What a good idea. It highlights total clunkers.
For example, the Autism Disorder Spectrum Organization (in the US) which
raised $3.8m but spent $3.4m of it on fundraising.
It has top ten lists. Worst in all America for paying professional
fundraisers? Stand up, Cancer Survivors' Fund which pays 90% of its
income out in fundraising. Yet it claims to provide 'scholarships for
young cancer survivors, give them a new purpose and meaning in life and
enable them to continue their college education.' Actually, it mostly
gives professional fundraisers a new purpose and meaning in life.
However, try the '10 best charities everyone has heard of' list and
take a bow, Samaritan's Purse and Compassion International. Samaritan's
Purse puts just a shade under 90% of every dollar it receives into its
charitable programs. (Though it still manages to pay Franklin Graham a
to my mind eye-popping annual salary of $437,000. Compassion
International's Wesley Stafford gets by on $130,000 less.)
Others are still good but not quite so good: Oxfam America burns
through nearly 14% of its income in fundraising and pays its main guy
more than half a million dollars a year. (Its revenue is a mere $65m.)
World Vision raises over a billion dollars a year (a billion!), pays its guy $400,000 (perhaps decent value), but still blows through $100m )(a hundred million dollars!) each year in fundraising.
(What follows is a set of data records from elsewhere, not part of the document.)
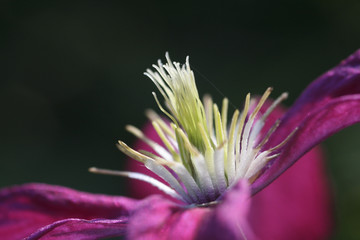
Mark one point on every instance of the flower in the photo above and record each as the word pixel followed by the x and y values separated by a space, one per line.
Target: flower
pixel 215 194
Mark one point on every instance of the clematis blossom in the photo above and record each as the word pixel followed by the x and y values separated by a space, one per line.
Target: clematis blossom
pixel 215 171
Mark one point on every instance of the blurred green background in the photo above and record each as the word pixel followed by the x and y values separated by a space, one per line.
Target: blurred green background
pixel 72 78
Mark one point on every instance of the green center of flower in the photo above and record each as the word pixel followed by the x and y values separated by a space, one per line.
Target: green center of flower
pixel 201 155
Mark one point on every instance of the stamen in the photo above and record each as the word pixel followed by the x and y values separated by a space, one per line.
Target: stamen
pixel 202 158
pixel 139 176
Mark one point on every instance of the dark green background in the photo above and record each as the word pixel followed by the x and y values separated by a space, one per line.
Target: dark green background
pixel 71 78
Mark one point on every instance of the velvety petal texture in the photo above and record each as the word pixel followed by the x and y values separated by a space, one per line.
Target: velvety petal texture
pixel 26 208
pixel 297 205
pixel 326 106
pixel 159 218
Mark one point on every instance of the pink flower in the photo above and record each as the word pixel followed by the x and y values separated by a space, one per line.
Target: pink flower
pixel 296 205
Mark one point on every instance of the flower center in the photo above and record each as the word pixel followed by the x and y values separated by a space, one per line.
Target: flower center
pixel 203 155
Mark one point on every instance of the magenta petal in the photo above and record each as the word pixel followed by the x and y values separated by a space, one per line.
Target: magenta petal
pixel 297 205
pixel 327 105
pixel 331 118
pixel 340 81
pixel 229 220
pixel 81 229
pixel 157 218
pixel 26 208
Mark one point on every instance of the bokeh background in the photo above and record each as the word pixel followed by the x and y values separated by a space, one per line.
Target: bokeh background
pixel 72 78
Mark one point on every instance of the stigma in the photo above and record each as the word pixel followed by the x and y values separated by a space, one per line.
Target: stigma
pixel 203 153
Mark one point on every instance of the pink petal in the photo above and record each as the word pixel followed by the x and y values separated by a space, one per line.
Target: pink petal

WV only gets three stars out of a possible four from the good burghers of Charity Navigator.
Here in the UK I know of no similar charity. Does anyone? Instead, we
are assailed by various groups in various ways with no very easy way to
figure out whether we are dealing with the gruesome UK equivalent of
the Cancer Survivor's Fund or the more uplifting examples like
Compassion International and Samaritan's Purse. Of course those two have
UK arms, which is probably reassuring.
What we need, clearly, is not
(yet) another fund in aid of a dead soldier's memory (well-intentioned
and cathartic though that may be for people who have suffered an awful
loss) but a bit of robust accounting and analysis.